Shortly after the speech he sent 3000 troops to Thailand because of unrest in Laos.  In early September, he told Walter Cronkite withdrawing from Vietnam would be a mistake.  He tried to get the New York Times to pull out David Halberstam because his reports were hurting the war effort.  He went back and forth about whether to support the coup against Diem, worrying mainly if it would work, not if it was the moral thing to do, eventually leaving it to his ambassador Henry Cabot Lodge to do as he felt best.  
             
The only support I found for the existence of an anti-war attitude in Kennedy was Larry O'Donnell's recollection of JFK's telling him he would pull out troops once he was re-elected, but couldn't do it before without being tarred as soft on Communism.  But O'Donnell was a Kennedy loyalist likely to paint him in the best light, which, in 1970, when he recounted this conversation, would have been to make him a peacenik.  And even if O'Donnell's memory and account were accurate, it still doesn't mean Kennedy would have acted in line with this sentiment.
   
So I see the Am U speech as just political talk.  I think Kennedy was a pol, playing things for maximum advantage, not out of principle.  (Certainly that's how he acted in the South on civil rights.)  Maybe that was enough to get people in the CIA pissed off enough to want to kill him but he was not the figure this other crowd is trying to make him out to be.
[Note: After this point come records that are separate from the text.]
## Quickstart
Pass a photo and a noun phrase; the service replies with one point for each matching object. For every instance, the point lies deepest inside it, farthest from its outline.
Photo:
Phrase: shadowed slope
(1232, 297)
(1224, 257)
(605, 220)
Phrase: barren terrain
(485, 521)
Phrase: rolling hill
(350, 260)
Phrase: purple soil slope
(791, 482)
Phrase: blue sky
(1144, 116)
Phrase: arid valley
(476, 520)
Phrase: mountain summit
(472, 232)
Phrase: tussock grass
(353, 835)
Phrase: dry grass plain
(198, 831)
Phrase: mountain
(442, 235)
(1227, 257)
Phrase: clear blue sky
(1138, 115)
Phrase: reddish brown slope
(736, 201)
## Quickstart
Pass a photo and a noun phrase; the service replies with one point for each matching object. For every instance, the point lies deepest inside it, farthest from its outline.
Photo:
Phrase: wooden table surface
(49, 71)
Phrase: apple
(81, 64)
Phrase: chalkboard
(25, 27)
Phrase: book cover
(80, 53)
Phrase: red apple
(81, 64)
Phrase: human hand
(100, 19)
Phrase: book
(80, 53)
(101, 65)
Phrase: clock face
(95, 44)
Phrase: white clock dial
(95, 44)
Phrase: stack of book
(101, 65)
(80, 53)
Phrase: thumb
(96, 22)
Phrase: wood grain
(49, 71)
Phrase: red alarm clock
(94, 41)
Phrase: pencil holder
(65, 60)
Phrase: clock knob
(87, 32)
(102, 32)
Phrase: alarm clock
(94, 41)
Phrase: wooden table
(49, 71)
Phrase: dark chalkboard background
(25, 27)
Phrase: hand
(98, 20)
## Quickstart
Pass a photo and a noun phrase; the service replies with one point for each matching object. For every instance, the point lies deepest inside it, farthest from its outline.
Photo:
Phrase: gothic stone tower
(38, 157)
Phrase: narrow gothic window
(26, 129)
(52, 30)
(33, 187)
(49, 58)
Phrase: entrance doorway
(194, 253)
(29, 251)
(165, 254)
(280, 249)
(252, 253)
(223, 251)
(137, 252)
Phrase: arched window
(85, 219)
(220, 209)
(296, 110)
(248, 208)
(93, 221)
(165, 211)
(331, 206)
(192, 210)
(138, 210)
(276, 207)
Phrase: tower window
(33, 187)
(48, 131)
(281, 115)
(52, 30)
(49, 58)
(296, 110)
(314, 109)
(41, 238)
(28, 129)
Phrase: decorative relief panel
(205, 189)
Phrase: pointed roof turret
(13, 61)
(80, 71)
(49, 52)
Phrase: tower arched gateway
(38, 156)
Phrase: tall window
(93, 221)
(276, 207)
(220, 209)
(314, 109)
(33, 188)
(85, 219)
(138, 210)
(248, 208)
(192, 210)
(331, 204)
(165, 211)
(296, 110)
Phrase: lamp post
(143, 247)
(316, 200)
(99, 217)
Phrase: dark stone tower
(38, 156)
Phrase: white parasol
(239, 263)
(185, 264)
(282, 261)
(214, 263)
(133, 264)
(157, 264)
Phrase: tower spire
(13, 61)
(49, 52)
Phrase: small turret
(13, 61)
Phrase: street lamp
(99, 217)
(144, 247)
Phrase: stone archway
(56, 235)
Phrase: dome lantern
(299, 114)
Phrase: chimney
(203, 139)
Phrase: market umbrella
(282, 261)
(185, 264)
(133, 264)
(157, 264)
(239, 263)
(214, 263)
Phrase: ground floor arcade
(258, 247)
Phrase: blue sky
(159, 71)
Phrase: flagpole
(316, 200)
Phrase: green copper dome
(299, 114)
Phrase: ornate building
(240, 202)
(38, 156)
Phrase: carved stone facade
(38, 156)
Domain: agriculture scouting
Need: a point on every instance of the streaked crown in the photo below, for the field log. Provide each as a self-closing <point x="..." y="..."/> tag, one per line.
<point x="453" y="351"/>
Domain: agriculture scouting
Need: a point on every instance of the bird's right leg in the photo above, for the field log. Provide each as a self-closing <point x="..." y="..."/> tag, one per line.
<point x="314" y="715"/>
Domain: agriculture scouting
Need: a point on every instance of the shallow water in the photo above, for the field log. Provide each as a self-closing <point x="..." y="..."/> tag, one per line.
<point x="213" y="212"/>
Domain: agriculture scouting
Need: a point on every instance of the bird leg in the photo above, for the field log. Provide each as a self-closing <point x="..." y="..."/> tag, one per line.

I believe Kennedy was essentially an unprincipled politician, telling audiences what he thought they wanted to hear, always seeking to manage events to his and his party's political advantage.  Certainly, that was how his administration conducted itself with respect to the civil rights movement then raging in the south.  And civil rights, remember, was more of an issue than Vietnam was in 1963.  Freedom Summer was about to launch, whereas hardly anyone knew where Vietnam was, and there was no anti-war movement to even speak of.

Then again, as my friend Richard Weber points out, it isn't necessary to burnish JFK's reputation in order to find motivation for the CIA, for instance, to take him out.  He had already pissed them off by firing Allen Dulles and not giving them carte blanche in Southeast Asia.

I myself have a different view:

I went around for years thinking that I liked Kennedy, his panache, the change from the 50's, but I knew the charges that he was essentially a cold warrior, not so progressive on many things.

Then I read the book by Talbot, who polishes everything to a high sheen, and my images of him reunited: he was indeed great, or at least was getting there!  He was fighting the militarists who predominated, but was severely limited in what he could do.  The Talbot book essentially says that he learned quickly, and was in ascent to the gods of right-thinking.  He takes Bobby's ascent in righteousness in the subsequent years as a surrogate for where JFK was going.

That is a speculative view, but an attractive one to reunite my psyche.  And it can't be disproved by his knowledge of political necessity; you can only do what you can do.  I think I'll stick with it.